It’s fun to watch out for these little acorns upon which vast pulp edifices may be erected. One of my favourites comes from Ed McBain – who I recommend wholeheartedly to anyone who likes their detective fiction tough and sexy and garnished with loads of killer dialogue. Ed wrote a book called ‘Like Love’ which (spoiler alert) based its entire premise on the fact that men frequently misunderstand the order in which women put on underwear and suspenders. It was a very neat ‘Skewed Fact’ and it made for an elegant solution to his book.
So the whole point of this bit is – do you want to write a mystery story? First find your ‘Skewed Fact’ and then build your story from there.
* * * *
Criticism.
It’s good for writers to criticise themselves.
Some of us believe our vision is fatally biased and that we all think everything we write is brilliant. I don’t subscribe to that point of view (lyric alert). I think, late at night, even those fools on ‘X-Factor’ - who pretend they think they can sing - look into their mirror and admit to themselves how crap they really are.
I think if we hold a good hard looking glass up to our own work, we can give and receive some criticism which is more valuable than most.
I mean, come on!
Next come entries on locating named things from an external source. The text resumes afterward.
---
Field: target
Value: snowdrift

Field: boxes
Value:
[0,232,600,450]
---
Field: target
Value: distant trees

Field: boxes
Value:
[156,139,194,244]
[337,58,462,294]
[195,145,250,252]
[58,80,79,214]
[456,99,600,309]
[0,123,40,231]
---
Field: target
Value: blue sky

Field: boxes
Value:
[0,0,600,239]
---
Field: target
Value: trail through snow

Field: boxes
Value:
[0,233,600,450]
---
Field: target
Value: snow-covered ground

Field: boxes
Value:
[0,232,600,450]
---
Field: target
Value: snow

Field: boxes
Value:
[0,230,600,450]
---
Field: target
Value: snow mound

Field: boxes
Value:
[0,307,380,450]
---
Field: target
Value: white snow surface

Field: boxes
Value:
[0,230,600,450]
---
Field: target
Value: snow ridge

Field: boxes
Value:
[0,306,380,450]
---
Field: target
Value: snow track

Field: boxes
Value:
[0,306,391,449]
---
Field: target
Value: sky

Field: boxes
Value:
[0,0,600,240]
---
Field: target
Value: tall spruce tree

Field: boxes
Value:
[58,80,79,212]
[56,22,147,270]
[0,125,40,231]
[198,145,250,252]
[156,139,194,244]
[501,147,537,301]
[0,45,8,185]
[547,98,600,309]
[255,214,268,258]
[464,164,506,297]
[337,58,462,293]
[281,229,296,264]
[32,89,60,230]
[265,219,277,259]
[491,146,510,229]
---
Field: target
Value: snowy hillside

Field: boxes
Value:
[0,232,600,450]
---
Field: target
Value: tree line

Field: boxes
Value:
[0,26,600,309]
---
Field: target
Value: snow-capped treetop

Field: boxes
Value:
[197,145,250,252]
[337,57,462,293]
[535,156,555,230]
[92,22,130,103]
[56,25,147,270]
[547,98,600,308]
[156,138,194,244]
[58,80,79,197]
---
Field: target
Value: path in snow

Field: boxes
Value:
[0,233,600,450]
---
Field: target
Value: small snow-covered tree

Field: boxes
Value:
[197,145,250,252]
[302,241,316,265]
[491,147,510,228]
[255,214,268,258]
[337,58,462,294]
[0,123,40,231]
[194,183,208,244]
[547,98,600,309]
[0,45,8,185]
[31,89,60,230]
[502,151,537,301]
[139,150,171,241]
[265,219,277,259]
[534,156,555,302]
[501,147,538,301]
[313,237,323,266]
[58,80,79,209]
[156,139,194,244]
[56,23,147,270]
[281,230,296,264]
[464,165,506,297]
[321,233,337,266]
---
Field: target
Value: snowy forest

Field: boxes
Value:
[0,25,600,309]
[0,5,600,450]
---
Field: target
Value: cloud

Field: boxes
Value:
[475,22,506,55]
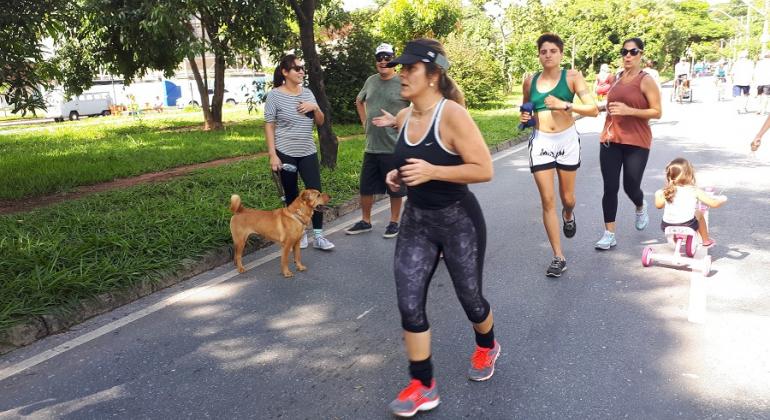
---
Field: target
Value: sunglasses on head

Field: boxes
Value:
[620,48,642,57]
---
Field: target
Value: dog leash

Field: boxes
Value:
[270,171,288,206]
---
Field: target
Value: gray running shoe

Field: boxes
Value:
[345,220,372,235]
[388,379,440,417]
[313,236,334,251]
[561,211,577,238]
[545,257,567,277]
[594,230,618,251]
[636,200,650,230]
[382,222,398,238]
[468,340,500,381]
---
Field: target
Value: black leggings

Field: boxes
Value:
[599,143,650,223]
[275,150,323,229]
[393,192,490,333]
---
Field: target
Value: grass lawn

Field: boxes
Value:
[0,97,518,329]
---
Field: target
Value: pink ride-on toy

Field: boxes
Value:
[642,226,711,275]
[642,188,713,275]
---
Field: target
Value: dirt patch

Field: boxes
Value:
[0,153,267,214]
[0,133,360,215]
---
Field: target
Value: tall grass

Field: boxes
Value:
[0,100,518,329]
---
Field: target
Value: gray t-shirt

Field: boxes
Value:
[265,88,317,157]
[358,74,409,154]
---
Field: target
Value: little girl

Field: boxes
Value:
[655,158,727,248]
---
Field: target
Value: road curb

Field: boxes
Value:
[0,132,529,355]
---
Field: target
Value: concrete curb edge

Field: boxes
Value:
[0,133,529,355]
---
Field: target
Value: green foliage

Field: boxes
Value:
[377,0,462,49]
[0,98,520,329]
[0,0,74,115]
[320,15,378,123]
[444,34,503,108]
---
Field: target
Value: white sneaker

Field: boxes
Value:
[313,236,334,251]
[636,200,650,230]
[594,230,618,250]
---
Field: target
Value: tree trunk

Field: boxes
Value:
[187,54,222,130]
[289,0,339,169]
[207,52,225,130]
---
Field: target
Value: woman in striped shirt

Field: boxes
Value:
[265,54,334,251]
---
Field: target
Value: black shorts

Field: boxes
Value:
[733,85,751,96]
[360,153,406,197]
[660,217,700,232]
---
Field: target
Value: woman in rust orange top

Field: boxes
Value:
[595,38,661,250]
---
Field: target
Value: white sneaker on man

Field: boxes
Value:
[313,236,334,251]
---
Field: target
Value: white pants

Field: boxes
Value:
[529,125,580,172]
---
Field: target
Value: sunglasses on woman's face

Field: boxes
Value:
[620,48,642,57]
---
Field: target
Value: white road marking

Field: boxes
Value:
[356,306,374,319]
[0,142,527,381]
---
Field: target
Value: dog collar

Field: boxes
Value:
[291,209,308,226]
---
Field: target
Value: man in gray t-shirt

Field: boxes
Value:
[345,43,409,238]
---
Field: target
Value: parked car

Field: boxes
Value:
[46,92,112,122]
[176,88,239,108]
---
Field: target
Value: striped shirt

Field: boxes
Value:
[265,87,317,157]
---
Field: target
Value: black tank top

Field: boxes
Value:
[393,99,468,210]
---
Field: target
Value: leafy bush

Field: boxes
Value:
[444,34,505,108]
[321,25,378,123]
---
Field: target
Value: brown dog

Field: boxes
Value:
[225,189,330,277]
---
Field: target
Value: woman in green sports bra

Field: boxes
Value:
[521,33,599,277]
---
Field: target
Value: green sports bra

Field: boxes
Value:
[529,69,575,112]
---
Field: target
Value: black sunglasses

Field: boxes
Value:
[620,48,642,57]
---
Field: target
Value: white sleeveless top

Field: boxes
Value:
[663,186,698,224]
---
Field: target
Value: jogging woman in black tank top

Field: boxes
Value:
[373,39,500,416]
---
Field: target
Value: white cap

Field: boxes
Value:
[374,42,393,55]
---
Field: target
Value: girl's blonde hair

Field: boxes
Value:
[663,158,695,203]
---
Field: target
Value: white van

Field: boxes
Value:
[176,88,240,108]
[46,92,112,122]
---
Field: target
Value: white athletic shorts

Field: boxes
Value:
[529,125,580,173]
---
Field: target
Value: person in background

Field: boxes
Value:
[594,63,615,102]
[345,43,409,238]
[751,111,770,152]
[642,60,660,88]
[655,158,727,248]
[152,96,163,112]
[594,38,662,250]
[265,54,334,251]
[754,51,770,114]
[374,38,500,417]
[520,33,599,277]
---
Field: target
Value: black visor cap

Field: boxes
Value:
[387,41,449,69]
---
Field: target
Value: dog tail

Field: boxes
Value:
[230,194,243,214]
You know when something’s good or bad – don’t you?
And the trouble is, people who read your writing are usually desperate to be nice to you, to encourage you with your little hobby ("it keeps him off the streets, doesn’t it?"). One of my plays was performed once before a full house and everyone came out afterward and told me how brilliant it was, how great I was… but it wasn’t, it just bloody wasn’t and I knew it and I hope to God they knew it too but they wouldn’t say it. One person, ,months – years – later smiled at the memory of that night and said to me, “God, that was shite, wasn’t it?”
That person can read my work anytime!
So what do I think of ‘JJ’s Note’?
In one respect I like it, I think it has a reasonably elegant solution and I think the structure I built around that solution is quite solid and convincing. I like the fact that I posited a possible alternate solution in the middle which I then promptly rejected. That ‘glorious twelfth’ piece was another ‘Skewed Thingie’ which could have had its own narrative edifice erected around it, if I saw fit, but I sacrificed it instead to the altar of JJ.
In another respect, I dislike ‘JJ’s Note’ and I’ve alluded to my main reason for this several times in this post already. The story is little more than a technical exercise in deception. It is a heartless edifice built around a flimsy fact and all the heartbreak and pain concocted along the way was created for only one reason – to make the trick work.
It is a bit like the movie ‘The Sixth Sense’ in that respect. If you look at it too hard, it will fall down under the weight of its own subterfuge.
‘JJ’s Note’ was written before I learned the lesson that I try to inject into everything I write these day. That lesson states, ‘There had to be a little truth in it’. Just that. There has to be a little truth to elevate it above the technical and the gratuitous. Just a little truth…
But, interestingly, some people seemed to be moved by my little technical story. Were they like the audience in the theatre that night – just trying to say something nice – or is there a chance, a little chance that, when I wasn’t looking, a little truth accidentally slipped into my story?
There’s always something else to learn, isn’t there?